Tapi saat ini sudah terdapat beberapa upaya kreatif yang dilakukan oleh masyarakat Indonesia untuk mengurangi penggunaan plastik seperti membungkus daging kurban saat Idul Adha dengan besek, mengganti sedotan plastik dengan sedotan bambu atau sedotan kertas, atau mengganti gelas plastik dengan gelas berbahan kertas. Penggantian alternatif ini sederhana dan mudah untuk dilakukan.
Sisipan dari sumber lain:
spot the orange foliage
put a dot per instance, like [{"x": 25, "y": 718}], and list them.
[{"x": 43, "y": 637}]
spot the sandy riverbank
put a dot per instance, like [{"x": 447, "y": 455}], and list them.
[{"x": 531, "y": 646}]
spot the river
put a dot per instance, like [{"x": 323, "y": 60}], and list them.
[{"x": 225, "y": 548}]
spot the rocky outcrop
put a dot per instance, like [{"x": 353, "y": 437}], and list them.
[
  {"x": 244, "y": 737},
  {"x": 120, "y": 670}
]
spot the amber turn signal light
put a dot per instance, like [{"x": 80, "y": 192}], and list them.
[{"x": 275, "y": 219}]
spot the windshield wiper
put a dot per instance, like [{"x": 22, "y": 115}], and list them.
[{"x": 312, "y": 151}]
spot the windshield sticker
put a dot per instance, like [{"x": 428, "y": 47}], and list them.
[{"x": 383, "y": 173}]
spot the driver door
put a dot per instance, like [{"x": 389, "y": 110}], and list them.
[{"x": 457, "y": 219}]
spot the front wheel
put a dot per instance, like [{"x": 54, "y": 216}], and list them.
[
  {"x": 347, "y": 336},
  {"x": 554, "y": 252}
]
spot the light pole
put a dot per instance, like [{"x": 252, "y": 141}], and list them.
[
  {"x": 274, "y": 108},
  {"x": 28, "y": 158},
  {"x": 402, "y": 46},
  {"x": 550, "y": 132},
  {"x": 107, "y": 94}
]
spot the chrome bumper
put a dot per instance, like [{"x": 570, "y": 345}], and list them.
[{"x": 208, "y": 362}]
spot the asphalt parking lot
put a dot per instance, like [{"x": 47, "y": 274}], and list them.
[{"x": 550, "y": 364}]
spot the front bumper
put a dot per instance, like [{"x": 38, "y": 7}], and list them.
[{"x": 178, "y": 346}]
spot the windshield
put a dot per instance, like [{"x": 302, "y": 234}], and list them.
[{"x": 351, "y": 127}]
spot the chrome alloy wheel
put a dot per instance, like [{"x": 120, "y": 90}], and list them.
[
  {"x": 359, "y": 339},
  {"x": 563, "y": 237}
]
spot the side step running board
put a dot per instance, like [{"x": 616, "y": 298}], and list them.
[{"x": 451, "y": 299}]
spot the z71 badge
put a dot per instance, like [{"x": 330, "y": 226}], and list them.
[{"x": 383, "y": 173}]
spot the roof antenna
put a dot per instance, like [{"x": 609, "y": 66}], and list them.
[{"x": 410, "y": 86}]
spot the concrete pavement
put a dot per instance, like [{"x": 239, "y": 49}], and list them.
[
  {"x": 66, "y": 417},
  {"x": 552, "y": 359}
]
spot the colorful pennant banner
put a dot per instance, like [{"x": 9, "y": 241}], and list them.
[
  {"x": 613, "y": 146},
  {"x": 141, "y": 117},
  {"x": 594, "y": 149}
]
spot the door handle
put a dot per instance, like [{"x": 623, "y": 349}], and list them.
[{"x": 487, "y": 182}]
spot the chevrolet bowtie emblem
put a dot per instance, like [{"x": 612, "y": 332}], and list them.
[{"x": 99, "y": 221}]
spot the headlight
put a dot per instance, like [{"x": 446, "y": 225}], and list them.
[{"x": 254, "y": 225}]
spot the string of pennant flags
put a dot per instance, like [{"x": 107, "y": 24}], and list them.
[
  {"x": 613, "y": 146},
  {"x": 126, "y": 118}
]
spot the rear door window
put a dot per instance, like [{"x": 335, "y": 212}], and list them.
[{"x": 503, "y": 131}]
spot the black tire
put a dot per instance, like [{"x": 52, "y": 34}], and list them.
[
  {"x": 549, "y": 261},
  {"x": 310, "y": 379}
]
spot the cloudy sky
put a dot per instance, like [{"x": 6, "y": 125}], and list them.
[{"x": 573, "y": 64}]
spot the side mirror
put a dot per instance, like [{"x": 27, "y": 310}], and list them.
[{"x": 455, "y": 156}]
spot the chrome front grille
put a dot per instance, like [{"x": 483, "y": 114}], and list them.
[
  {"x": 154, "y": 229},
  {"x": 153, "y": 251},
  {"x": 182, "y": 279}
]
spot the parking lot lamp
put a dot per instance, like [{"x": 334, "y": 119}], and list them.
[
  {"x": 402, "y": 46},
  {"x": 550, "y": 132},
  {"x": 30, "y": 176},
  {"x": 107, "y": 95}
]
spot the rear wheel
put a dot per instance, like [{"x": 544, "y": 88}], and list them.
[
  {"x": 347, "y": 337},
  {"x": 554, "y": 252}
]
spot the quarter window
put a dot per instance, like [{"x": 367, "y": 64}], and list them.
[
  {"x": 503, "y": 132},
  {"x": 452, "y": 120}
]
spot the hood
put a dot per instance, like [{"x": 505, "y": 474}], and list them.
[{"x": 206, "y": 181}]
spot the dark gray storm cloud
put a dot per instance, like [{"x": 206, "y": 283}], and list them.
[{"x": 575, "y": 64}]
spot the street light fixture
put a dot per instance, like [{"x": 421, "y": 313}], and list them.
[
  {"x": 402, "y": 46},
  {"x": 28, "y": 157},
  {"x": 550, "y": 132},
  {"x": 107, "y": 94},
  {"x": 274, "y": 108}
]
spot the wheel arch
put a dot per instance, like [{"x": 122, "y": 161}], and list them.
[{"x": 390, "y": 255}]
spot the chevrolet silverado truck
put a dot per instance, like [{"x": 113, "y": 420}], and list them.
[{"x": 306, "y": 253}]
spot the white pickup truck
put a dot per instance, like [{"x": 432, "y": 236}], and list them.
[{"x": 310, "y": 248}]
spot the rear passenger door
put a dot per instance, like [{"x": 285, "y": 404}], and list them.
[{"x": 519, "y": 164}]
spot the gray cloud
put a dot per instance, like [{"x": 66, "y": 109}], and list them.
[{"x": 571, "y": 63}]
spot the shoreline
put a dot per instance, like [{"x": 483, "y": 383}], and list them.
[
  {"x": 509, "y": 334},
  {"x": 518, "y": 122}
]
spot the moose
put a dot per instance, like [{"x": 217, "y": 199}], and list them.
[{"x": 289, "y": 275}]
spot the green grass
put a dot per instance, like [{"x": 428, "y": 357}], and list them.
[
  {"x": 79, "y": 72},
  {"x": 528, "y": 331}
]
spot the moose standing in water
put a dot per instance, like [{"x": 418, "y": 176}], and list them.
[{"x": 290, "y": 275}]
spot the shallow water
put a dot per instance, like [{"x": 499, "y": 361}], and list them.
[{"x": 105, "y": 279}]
Kesadaran masyarakat akan krusialnya masalah sampah plastik di Indonesia bisa menjadi maksimal dengan dukungan dari pemerintah melalui regulasi yang mendukung keselamatan lingkungan.
Di Indonesia sudah terdapat beberapa Peraturan Daerah untuk menangani sampah plastik. Di Jakarta terdapat Pergub Nomor 142 tahun 2019, di Bali terdapat Pergub Nomor 97 tahun 2018, dan di Semarang terdapat Perwal Nomor 27 Nomor 2019. Peraturan tersebut mewajibkan masyarakat dan para pelaku usaha untuk menggunakan alternatif pengganti tas plastik menggunakan tas belanja yang ramah lingkungan. Hal ini perlu disambut baik sebagai upaya pengurangan jumlah sampah plastik di Indonesia.
Namun banyak orang yang akhirnya kebingungan karena tidak ada lagi tas plastik bekas belanja yang bisa digunakan untuk wadah di tempat sampah. Solusi apa yang kira-kira bisa dilakukan untuk hal ini? Kami menghubungi Jeanny Primasari, founder Zero Waste Nusantara untuk memberikan pendapatnya mengenai hal tersebut. “Setelah memilah dan mengolah (sampah) sebisanya di rumah, volume residu yang harus dioper ke TPA jadi tinggal dikit banget. Jadi plastik-plastik kecil 3 hari juga ga tentu penuh. Semua terhubung (dengan) cegah, pilah, olah. Kalau cuma mau cari alternatif kresek tapi ga mau mengusahakan 3AH (cegah, pilah, olah) tadi, ga akan workout properly”, kata Jeanny saat dihubungi via Whatsapp.
Selain itu, Jeanny juga memberikan beberapa tips dan langkah agar kita bisa mengurangi sampah plastik di rumah sekaligus melakukan praktek gaya hidup ramah lingkungan.
Mengurangi pemakaian produk-produk disposable (botol AMDK, tisu, bungkus packaging makanan take away, dan lain-lain). Volume sampah di rumah pasti akan berkurang banyak dan kebutuhan kresek sampah juga berkurang.
Memilah sampah. Lakukan pilah sampah minimal menjadi 2 kategori yaitu, organik dan anorganik. Sampah anorganik (biasanya kering) tidak perlu dibungkus kresek, maka kebutuhan kresek sampah makin sedikit lagi.
Pengomposan. Untuk mencapai nol kresek pun bisa terwujud dengan mengolah sampah organik menjadi kompos.

Sumber : unsplash.com
Inilah ketiga langkah yang bisa kita lakukan untuk mengurangi sampah plastik dan menjawab kebingungan kita mengenai pemakaian kresek sampah. Hidup ramah lingkungan bisa jadi praktis dan bermanfaat untuk kehidupan kita serta lingkungan sekitar.